By 1651, the Mughal Empire's currency system under Shah Jahan was a sophisticated and highly standardized bimetallic structure, central to the administration and economy of one of the world's richest polities. The system was built upon two principal coins: the silver
rupee and the gold
mohur. The rupee, the primary unit of account and medium for revenue and large transactions, was minted to a high purity standard (approximately 96%) and a consistent weight, ensuring its wide acceptance across the subcontinent and in international trade. The gold mohur, while valuable, played a more limited role, often used for hoarding, large gifts, and ceremonial purposes rather than everyday commerce. Copper
dams served as the ubiquitous small change for local markets and daily wages, with a theoretically fixed exchange rate (40 dams to 1 rupee) that could fluctuate regionally.
This period saw the empire at its zenith of centralized monetary control. Coins were struck in imperial mints (
dar-ul-zarb) across major cities like Delhi, Agra, Lahore, and Ahmedabad, bearing standardized inscriptions that proclaimed the emperor's name, titles, and the mint location, thus asserting sovereign authority. The system was remarkably successful, facilitating both the massive land revenue collection that funded the state and the flourishing commerce that connected Mughal ports with global networks from the Arabian Sea to Southeast Asia. The reliability of the Mughal rupee made it a de facto trade currency in many Indian Ocean regions.

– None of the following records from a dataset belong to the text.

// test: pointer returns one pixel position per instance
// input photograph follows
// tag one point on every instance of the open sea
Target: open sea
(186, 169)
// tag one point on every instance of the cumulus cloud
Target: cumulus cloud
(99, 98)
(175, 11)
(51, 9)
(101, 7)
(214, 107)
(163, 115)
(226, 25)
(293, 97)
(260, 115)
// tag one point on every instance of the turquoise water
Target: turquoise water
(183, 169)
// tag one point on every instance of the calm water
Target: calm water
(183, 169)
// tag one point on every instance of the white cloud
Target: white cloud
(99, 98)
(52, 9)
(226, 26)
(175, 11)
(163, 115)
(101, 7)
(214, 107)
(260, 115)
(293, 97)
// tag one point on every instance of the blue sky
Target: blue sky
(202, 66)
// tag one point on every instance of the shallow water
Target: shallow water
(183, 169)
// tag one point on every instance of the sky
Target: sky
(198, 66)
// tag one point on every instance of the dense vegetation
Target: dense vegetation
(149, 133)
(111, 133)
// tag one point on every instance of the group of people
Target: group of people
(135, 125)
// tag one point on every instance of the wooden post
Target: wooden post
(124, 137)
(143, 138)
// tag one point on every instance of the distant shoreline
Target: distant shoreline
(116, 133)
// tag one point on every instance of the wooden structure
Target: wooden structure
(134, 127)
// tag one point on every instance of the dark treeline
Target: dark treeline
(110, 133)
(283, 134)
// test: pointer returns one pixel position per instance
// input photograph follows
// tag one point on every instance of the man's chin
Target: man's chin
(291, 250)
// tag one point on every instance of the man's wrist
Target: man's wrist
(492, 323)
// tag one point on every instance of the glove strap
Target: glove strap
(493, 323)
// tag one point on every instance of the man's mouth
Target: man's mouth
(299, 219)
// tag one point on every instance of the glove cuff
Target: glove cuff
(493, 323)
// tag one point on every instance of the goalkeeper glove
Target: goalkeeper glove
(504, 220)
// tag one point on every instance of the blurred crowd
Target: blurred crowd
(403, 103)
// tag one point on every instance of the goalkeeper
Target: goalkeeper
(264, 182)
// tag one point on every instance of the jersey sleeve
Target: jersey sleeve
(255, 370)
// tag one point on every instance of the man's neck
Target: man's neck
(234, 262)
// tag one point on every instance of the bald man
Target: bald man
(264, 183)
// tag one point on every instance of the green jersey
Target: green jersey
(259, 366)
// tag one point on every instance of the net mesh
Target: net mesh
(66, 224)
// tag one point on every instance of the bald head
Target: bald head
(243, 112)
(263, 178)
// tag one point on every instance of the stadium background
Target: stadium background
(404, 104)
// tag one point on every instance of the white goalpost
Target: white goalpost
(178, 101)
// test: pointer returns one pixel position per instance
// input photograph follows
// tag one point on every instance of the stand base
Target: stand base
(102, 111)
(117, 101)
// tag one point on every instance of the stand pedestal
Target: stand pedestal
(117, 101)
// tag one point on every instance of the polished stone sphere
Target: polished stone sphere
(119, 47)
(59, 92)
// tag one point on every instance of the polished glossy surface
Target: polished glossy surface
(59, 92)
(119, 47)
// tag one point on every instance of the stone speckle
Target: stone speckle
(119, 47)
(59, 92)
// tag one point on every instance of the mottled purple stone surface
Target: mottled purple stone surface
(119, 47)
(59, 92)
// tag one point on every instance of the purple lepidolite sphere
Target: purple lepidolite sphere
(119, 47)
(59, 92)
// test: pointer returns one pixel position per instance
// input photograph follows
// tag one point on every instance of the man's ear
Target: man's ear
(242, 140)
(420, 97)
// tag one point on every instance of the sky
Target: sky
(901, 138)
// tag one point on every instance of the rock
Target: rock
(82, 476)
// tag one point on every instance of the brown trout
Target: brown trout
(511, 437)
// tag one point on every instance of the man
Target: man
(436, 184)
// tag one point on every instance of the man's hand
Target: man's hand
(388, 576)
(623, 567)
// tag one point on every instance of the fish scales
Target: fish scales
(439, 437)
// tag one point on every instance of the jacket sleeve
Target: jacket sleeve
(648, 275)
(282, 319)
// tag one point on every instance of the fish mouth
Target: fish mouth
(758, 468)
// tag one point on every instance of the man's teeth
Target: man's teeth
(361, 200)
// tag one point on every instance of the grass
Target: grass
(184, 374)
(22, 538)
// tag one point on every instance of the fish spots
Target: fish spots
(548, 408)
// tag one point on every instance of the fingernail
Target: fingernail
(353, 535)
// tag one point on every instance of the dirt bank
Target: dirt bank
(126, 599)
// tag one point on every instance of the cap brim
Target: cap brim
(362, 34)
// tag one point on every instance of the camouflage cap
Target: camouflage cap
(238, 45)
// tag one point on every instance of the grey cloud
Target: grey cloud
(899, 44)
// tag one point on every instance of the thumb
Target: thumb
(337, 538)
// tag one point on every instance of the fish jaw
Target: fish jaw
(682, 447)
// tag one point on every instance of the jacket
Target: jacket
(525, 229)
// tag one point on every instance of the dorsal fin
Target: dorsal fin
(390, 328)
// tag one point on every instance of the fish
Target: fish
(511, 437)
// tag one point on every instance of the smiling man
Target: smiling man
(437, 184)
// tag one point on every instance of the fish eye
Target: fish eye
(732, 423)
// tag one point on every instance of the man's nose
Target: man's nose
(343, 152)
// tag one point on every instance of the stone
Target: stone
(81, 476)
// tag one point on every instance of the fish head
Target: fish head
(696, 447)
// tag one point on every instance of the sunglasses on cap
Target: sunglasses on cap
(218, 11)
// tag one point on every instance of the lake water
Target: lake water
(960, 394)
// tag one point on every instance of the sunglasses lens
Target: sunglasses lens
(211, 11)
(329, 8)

However, the stability of 1651 was not without underlying pressures. Shah Jahan's immense architectural projects, including the ongoing construction of the Taj Mahal, and costly military campaigns in Central Asia and the Deccan placed continuous strain on the treasury. While not yet critical, this expenditure required efficient revenue extraction and a steady inflow of precious metals, primarily silver from the New World via European trade. Any disruption to this flow or excessive debasement of the coinage to raise short-term funds would threaten the very foundation of Mughal financial power—a warning sign that would become more acute in the decades to follow under his successors.